[279]«Dans un autre médaillon sur Zacharie, deux femmes ailées soulèvent une autre femme assise sur une chaudière et formant une composition élégante; mais qu'est devenue l'étrangeté du texte sacré? (suivent les versets 5 à 11 du chapitre V de Zacharie)» (Male, p. 217).
Mais comparez surtout avec Unto this last:
«De même aussi dans la vision des femmes portant l'ephah, «le vent était dans leurs ailes»; non les ailes «d'une cigogne», comme dans notre version, mais «milvi», d'un milan, comme dans la Vulgate; et peut être plus exactement encore dans la version des septante «hoopoe», d'une huppe, oiseau qui symbolise le pouvoir des richesses d'après un grand nombre de traditions dont sa prière d'avoir une crête d'or est peut être la plus intéressante. Les Oiseaux d'Aristophane où elle joue un rôle capital est plein de ces traditions, etc. (Unto this last, § 74, p. 148, note). Dans Unto this last, aussi (§ 68, p. 135), Ruskin interprète ces versets de Zacharie. L'ephah ou grande mesure est la «mesure de leur iniquité dans tout le pays». Et si la perversité y est couverte par un couvercle de plomb, c'est qu'elle se cache toujours sous la sottise.—(Note du Traducteur.)
[280]Voir ante, chap. I (p. 8, 9) l'histoire de saint Firmin, et de saint Honoré (p. 77, § 8) dans ce chapitre, avec la référence qui y est donnée.—(Note de l'Auteur.)
[281]Voir sur saint Geoffroy, Augustin Thierry, Lettres sur l'Histoire de France, Histoire de la Commune d'Amiens, pp. 271-281.—(Note du Traducteur.)
[282]À Reims un portail est également consacré aux saints de la province; à Bourges, sur cinq portails, deux sont consacrés à des saints du pays. À Chartres, figurent également tous les saints du diocèse; au Mans, à Tours, à Soissons, à Lyon, des vitraux retracent leur vie. Chacune de nos cathédrales présente ainsi l'histoire religieuse d'une province. Partout les saints du diocèse, tiennent après les apôtres la première place (Male, 390 et suivantes).—(Note du Traducteur.)
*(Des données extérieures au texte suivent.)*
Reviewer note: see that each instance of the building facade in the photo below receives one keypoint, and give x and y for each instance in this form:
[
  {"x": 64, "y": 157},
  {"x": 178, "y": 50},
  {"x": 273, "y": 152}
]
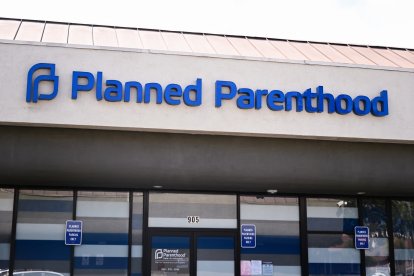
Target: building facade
[{"x": 202, "y": 154}]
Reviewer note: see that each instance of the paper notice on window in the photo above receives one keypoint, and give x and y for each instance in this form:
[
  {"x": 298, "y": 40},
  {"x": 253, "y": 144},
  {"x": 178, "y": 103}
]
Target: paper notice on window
[
  {"x": 256, "y": 267},
  {"x": 267, "y": 268},
  {"x": 245, "y": 268}
]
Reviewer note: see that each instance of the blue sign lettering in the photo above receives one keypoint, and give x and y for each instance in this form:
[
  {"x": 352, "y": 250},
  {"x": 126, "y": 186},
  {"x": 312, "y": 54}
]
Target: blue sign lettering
[
  {"x": 313, "y": 102},
  {"x": 111, "y": 90}
]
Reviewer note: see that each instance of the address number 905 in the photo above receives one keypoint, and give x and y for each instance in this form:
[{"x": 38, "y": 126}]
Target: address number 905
[{"x": 193, "y": 219}]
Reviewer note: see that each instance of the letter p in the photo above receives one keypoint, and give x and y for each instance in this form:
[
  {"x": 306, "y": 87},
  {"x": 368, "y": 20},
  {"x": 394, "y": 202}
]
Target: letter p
[{"x": 32, "y": 92}]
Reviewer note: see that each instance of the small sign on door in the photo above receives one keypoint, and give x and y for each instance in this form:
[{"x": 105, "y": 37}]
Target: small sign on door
[
  {"x": 361, "y": 237},
  {"x": 248, "y": 236},
  {"x": 73, "y": 232}
]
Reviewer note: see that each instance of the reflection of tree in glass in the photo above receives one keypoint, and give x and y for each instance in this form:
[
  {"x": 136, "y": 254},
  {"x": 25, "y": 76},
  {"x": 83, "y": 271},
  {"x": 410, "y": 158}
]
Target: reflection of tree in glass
[
  {"x": 375, "y": 218},
  {"x": 403, "y": 222}
]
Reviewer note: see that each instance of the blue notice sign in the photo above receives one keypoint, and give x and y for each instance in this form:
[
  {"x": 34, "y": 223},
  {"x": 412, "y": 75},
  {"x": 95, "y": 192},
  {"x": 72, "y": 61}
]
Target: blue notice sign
[
  {"x": 361, "y": 237},
  {"x": 73, "y": 233},
  {"x": 248, "y": 236}
]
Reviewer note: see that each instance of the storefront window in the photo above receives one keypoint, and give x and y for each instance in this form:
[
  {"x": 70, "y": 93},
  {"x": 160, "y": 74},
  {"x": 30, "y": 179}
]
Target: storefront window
[
  {"x": 192, "y": 210},
  {"x": 403, "y": 225},
  {"x": 136, "y": 254},
  {"x": 6, "y": 215},
  {"x": 331, "y": 225},
  {"x": 277, "y": 245},
  {"x": 104, "y": 249},
  {"x": 374, "y": 216},
  {"x": 40, "y": 231}
]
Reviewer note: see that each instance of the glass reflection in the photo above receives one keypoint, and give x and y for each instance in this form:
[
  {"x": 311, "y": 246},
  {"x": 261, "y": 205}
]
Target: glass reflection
[{"x": 403, "y": 223}]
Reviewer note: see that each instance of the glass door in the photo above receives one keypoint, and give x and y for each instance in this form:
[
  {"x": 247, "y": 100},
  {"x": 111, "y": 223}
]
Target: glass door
[
  {"x": 191, "y": 253},
  {"x": 215, "y": 254}
]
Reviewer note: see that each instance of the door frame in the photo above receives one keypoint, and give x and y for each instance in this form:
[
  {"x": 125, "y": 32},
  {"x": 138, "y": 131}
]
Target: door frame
[{"x": 193, "y": 233}]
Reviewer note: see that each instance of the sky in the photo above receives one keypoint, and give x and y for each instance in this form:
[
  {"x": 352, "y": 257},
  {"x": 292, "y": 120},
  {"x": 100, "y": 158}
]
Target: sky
[{"x": 368, "y": 22}]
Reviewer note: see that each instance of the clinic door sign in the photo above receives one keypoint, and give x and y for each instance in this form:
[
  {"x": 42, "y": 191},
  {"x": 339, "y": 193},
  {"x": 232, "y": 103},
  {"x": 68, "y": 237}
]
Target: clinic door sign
[
  {"x": 73, "y": 232},
  {"x": 361, "y": 237},
  {"x": 248, "y": 236}
]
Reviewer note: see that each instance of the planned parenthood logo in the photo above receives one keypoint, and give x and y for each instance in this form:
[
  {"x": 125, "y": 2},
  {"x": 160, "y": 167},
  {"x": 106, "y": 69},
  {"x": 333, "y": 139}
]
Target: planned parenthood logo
[
  {"x": 33, "y": 82},
  {"x": 158, "y": 254},
  {"x": 102, "y": 88}
]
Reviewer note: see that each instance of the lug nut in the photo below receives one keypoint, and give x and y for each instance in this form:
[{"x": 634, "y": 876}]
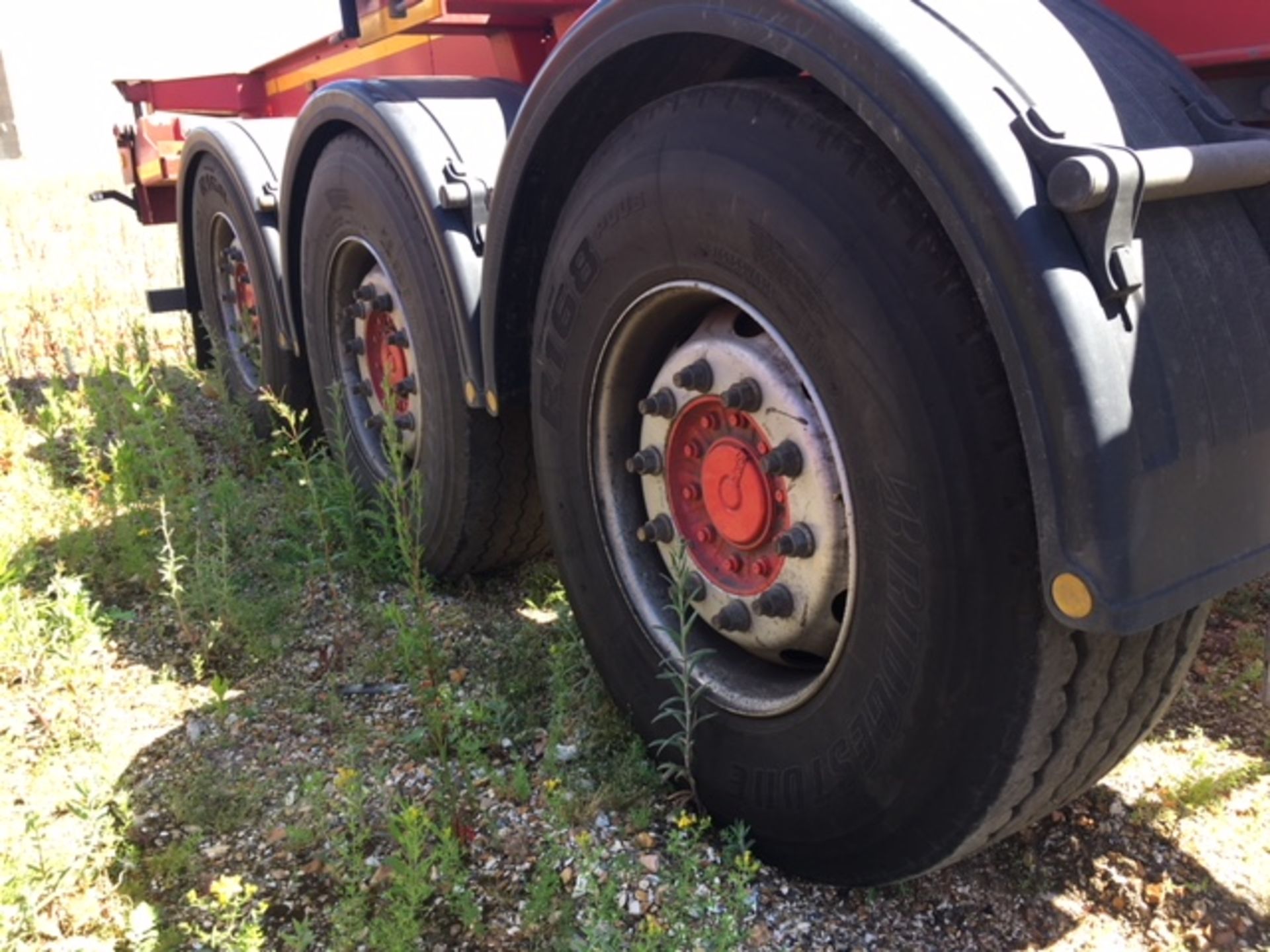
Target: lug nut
[
  {"x": 659, "y": 530},
  {"x": 785, "y": 460},
  {"x": 733, "y": 617},
  {"x": 778, "y": 602},
  {"x": 799, "y": 542},
  {"x": 697, "y": 376},
  {"x": 646, "y": 462},
  {"x": 695, "y": 587},
  {"x": 746, "y": 397},
  {"x": 661, "y": 404}
]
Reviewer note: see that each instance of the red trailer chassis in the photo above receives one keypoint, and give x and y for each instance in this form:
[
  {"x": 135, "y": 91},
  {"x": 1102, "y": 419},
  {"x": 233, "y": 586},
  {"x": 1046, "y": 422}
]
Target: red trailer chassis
[{"x": 1226, "y": 41}]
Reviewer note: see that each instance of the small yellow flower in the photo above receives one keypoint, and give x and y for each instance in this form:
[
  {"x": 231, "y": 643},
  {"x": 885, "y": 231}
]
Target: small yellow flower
[{"x": 226, "y": 889}]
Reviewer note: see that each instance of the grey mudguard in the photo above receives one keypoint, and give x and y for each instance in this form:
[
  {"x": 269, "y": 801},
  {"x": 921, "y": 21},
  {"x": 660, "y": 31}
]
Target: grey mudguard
[
  {"x": 252, "y": 151},
  {"x": 1147, "y": 440},
  {"x": 421, "y": 126}
]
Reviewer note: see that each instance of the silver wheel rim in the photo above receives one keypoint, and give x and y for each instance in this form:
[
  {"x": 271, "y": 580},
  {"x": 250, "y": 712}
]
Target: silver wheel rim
[
  {"x": 783, "y": 659},
  {"x": 238, "y": 303},
  {"x": 375, "y": 352}
]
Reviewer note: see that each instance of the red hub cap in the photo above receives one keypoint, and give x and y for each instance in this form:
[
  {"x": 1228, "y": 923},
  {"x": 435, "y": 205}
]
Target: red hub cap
[
  {"x": 386, "y": 361},
  {"x": 727, "y": 508}
]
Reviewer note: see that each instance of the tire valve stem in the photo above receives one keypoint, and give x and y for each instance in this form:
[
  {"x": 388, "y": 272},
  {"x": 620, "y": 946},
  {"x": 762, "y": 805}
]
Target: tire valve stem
[
  {"x": 659, "y": 530},
  {"x": 785, "y": 460},
  {"x": 697, "y": 376},
  {"x": 799, "y": 542},
  {"x": 733, "y": 617},
  {"x": 659, "y": 404},
  {"x": 778, "y": 602},
  {"x": 746, "y": 397},
  {"x": 646, "y": 462}
]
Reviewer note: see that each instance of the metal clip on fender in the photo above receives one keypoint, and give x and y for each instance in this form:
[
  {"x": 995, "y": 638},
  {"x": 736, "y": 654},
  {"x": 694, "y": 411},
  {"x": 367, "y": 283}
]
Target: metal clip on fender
[{"x": 1104, "y": 230}]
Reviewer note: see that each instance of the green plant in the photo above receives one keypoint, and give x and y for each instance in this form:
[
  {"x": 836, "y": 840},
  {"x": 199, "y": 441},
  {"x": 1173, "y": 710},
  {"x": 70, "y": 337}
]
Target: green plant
[
  {"x": 229, "y": 918},
  {"x": 683, "y": 707},
  {"x": 220, "y": 690},
  {"x": 171, "y": 568}
]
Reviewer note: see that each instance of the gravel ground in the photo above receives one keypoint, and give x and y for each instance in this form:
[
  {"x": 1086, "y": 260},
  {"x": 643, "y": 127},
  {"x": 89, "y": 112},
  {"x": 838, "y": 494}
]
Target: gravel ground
[{"x": 1151, "y": 858}]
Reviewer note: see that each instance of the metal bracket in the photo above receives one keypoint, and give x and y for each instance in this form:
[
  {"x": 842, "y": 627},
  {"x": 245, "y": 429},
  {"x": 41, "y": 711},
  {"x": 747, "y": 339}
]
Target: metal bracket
[
  {"x": 468, "y": 193},
  {"x": 1105, "y": 231},
  {"x": 112, "y": 194}
]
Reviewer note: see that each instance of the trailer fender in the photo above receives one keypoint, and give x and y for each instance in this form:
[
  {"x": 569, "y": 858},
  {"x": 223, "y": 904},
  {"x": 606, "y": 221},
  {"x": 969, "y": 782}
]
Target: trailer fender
[
  {"x": 252, "y": 150},
  {"x": 1147, "y": 434},
  {"x": 444, "y": 138}
]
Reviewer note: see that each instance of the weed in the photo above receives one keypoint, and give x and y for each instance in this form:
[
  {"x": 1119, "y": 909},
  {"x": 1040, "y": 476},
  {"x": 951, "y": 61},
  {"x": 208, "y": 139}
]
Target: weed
[
  {"x": 171, "y": 569},
  {"x": 229, "y": 918},
  {"x": 683, "y": 707}
]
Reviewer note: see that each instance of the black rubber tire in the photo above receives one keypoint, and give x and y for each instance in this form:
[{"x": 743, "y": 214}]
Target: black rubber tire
[
  {"x": 482, "y": 500},
  {"x": 218, "y": 192},
  {"x": 959, "y": 710}
]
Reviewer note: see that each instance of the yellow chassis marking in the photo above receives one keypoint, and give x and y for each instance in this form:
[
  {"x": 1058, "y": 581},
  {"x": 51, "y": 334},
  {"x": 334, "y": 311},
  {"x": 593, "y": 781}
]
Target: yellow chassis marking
[
  {"x": 379, "y": 41},
  {"x": 343, "y": 63}
]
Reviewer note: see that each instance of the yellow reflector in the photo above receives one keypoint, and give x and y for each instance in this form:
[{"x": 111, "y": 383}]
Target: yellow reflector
[{"x": 1072, "y": 596}]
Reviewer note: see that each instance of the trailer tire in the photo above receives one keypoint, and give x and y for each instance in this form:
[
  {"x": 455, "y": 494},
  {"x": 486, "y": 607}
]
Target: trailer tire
[
  {"x": 954, "y": 709},
  {"x": 222, "y": 219},
  {"x": 482, "y": 508}
]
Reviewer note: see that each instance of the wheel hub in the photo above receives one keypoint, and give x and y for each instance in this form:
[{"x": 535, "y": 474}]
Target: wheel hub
[
  {"x": 386, "y": 391},
  {"x": 736, "y": 465},
  {"x": 239, "y": 309},
  {"x": 722, "y": 499}
]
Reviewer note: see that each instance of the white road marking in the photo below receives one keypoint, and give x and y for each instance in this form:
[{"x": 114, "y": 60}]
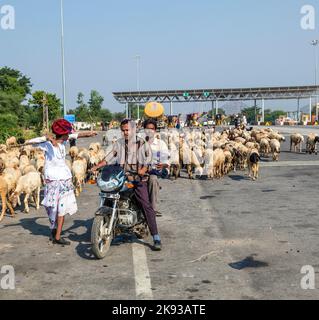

[283]L'étude des travaux des mois dans nos différentes cathédrales est une des plus belles parties du livre de M. Male. «Ce sont vraiment, dit-il en parlant de ces calendriers sculptés, les Travaux et les Jours.» Après avoir montré leur origine byzantine et romane il dit d'eux: «Dans ces petits tableaux, dans ces belles géorgiques de la France, l'homme fait des gestes éternels.» Puis il montre malgré cela le côté tout réaliste et local de ces œuvres: «Au pied des murs de la petite ville du moyen âge commence la vraie campagne... le beau rythme des travaux virgiliens. Les deux clochers de Chartres se dressent au-dessus des moissons de la Beauce et la cathédrale de Reims domine les vignes champenoises. À Paris, de l'abside de Notre-Dame on apercevait les prairies et les bois; les sculpteurs en imaginant leurs scènes de la vie rustique purent s'inspirer de la réalité voisine», et plus loin: «Tout cela est simple, grave, tout près de l'humanité. Il n'y a rien là des Grâces un peu fades des fresques antiques: nul amour vendangeur, nul génie aile qui moissonne. Ce ne sont pas les charmantes déesses florentines de Botticelli qui dansent à la tête de la Primavera. C'est l'homme tout seul, luttant avec la nature; et si pleine de vie, qu'elle a gardé, après cinq siècles, toute sa puissance d'émouvoir.» On comprend après avoir lu cela que M. Séailles parlant du livre de M. Male ait pu dire qu'il ne connaissait pas un plus bel ouvrage de critique d'art.—(Note du Traducteur.)
[284]Ce sont les préparatifs de Noël.—(Note du Traducteur.)
[285]Souvenir païen de Janus perpétué à Amiens, à Notre-Dame de Paris, à Chartres, dans beaucoup de psautiers. Un des visages regarde l'année qui s'en va, l'autre celle qui vient. À Saint-Denis, dans un vitrail de Chartres, Janus ferme une porte derrière laquelle disparait un vieillard, et en ouvre une autre à un jeune homme (Male, p. 95).—(Note du Traducteur.)
[286]Il n'y a plus de vignobles à Amiens, mais il y en avait encore au moyen âge. À Notre-Dame de Paris, le paysan va à sa vigne, à Chartres, à Saumur, il la taille, à Amiens il la bêche. Comme le vent est froid, à Chartres (porche nord), le paysan garde le capuchon et le manteau (ibid., p. 97).—(Note du Traducteur.)